Australian parliament rejects carbon trade plan

CANBERRA, (Reuters) – Australia’s parliament  rejected a plan for the world’s most ambitious emissions trade  regime as expected yesterday, bringing the nation closer to a  snap election and prolonging financial uncertainty for major  emitters.

Conservative lawmakers holding the largest block of votes  in the Senate joined with Greens and independents to defeat the  Carbon Pollution Reduction Scheme set to start in July, 2011  and aimed at reducing emissions in the biggest per-capita  emitter in the developed world.

But the government renew-ed its pledge to push through the  scheme before a Decem-ber U.N. meeting in Copen-hagen, where  world nations will try to hammer out a broad global climate  pact and where Canberra is eager to take a leading role.

“This bill may be going down today, but this is not the  end,” Climate Change Minis-ter Penny Wong told the Senate. “We  will bring this bill back before the end of the year because if  we don’t this nation goes to Copenhagen with no means to  deliver our targets,” Wong said before the vote.
Greens wanted tougher emissions targets, while conservative  opponents are divided on the need for a scheme and want it  delayed until after Copenhagen, fearing Australia will be  disadvantaged if other nations fail to act on climate change.

In a sign some major industrial emitters are fearful of  months more uncertainty over the scheme’s A$12 billion ($10  billion) estimated cost, the second-largest power retailer  warned of a possible energy supply crisis without a speedy  resolution.

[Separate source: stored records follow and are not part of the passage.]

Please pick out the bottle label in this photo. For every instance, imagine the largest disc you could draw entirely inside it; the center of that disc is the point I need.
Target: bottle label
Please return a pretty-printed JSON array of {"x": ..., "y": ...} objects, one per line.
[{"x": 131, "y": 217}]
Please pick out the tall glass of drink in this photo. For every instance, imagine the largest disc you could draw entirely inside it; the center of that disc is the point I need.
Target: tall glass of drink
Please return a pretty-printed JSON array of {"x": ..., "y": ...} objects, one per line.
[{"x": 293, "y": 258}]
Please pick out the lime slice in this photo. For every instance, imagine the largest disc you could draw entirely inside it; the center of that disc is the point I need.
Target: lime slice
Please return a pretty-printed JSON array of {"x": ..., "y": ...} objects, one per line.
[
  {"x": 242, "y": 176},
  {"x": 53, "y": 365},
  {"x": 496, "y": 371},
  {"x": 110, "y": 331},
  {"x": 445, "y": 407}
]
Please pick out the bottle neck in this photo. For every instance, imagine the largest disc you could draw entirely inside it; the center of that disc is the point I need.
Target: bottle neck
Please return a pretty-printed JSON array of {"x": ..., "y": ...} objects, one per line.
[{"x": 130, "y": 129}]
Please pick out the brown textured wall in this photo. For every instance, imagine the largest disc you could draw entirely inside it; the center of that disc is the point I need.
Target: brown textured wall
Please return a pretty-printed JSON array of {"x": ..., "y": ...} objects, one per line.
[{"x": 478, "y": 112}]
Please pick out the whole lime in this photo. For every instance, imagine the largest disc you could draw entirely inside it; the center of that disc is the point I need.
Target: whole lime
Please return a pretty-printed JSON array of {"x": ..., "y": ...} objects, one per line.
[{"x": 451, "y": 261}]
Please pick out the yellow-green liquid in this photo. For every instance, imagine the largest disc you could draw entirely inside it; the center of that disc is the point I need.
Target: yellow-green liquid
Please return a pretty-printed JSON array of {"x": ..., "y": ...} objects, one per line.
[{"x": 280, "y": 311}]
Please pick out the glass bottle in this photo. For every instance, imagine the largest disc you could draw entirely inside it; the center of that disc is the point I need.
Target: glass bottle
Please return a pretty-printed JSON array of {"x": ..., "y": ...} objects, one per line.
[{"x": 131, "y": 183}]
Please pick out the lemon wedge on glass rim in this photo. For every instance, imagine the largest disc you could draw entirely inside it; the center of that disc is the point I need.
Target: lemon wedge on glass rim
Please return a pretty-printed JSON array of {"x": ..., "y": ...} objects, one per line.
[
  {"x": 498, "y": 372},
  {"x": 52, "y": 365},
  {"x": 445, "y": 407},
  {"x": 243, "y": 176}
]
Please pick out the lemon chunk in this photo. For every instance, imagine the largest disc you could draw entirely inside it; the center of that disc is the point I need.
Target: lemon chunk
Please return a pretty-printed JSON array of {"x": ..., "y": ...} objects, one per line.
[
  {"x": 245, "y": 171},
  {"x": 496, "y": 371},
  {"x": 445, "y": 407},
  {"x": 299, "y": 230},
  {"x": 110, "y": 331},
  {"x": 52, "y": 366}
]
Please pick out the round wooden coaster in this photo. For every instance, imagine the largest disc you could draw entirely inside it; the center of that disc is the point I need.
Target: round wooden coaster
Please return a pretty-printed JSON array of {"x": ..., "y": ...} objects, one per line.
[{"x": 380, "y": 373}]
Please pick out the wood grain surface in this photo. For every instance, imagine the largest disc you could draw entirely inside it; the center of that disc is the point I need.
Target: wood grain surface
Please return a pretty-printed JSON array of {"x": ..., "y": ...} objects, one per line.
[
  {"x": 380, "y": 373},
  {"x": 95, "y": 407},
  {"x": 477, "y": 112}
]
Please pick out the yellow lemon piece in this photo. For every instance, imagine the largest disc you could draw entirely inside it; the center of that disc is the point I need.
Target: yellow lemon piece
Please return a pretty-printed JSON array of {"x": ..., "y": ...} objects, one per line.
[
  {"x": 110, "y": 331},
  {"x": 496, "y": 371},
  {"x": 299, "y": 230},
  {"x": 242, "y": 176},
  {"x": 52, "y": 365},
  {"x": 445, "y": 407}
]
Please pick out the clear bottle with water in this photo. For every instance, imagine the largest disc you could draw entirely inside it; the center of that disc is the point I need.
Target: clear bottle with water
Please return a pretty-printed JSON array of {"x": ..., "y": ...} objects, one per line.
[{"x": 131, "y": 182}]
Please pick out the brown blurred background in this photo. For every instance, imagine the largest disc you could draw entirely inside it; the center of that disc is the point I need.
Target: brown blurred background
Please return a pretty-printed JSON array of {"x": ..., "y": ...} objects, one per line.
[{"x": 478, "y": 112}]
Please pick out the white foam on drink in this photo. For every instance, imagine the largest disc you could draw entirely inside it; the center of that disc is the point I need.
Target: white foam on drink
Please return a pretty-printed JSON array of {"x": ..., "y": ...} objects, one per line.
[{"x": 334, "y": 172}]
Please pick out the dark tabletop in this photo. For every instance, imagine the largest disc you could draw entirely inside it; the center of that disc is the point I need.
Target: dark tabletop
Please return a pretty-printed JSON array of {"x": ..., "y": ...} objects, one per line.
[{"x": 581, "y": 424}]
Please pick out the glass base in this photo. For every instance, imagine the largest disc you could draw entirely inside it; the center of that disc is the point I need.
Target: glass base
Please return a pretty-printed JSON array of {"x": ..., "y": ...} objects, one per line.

“The ongoing uncertainty surrounding the (carbon-reduction)  legislation is delaying both the investment necessary to meet  Australia’s long-term baseload electricity needs and the  investment in lower-carbon technology required to gradually  reduce Australia’s emissions,” Origin Energy said.

“We remain convinced the CPRS legislation provides the  framework for a good, workable scheme,” it said.

Surveys show Kevin Rudd well ahead in opinion polls and  that most Australians favour action to combat climate warming.  Elections are due in late 2010.

Rudd has promised emissions cuts of 5-25 percent on 2000  levels by 2020, with the higher end dependent on a global  agreement to replace the U.N.’s Kyoto Protocol.

But if the Senate blocks or rejects the legislation a  second time, after an interval of three months, it will hand  Rudd a trigger for an early poll likely to be dominated by  climate change.
Some analysts said the legislation had become a victim of  political point scoring that undermined efforts to fight  climate change or reform the economy.

“Of more concern to future negotiations, the range of  reasons for opposition to the scheme (within the Senate) is so  wide as to make meaningful responses to all objections almost  impossible,” said Julie Toth, a senior economist with ANZ bank.

Rudd told parliament the defeat of his emissions trading  plan had “put Australia’s future on climate change in grave  jeopardy”. Scientists say Australia, the world’s driest  continent and prone to drought, faces a rapid rate of climate  warming.

Australia’s scheme is similar, but wider in scope, to one  introduced in Europe four years ago that requires big  industrial emitters to buy permits for producing carbon  dioxide, or sell them if they invest in clean technology  reducing emissions.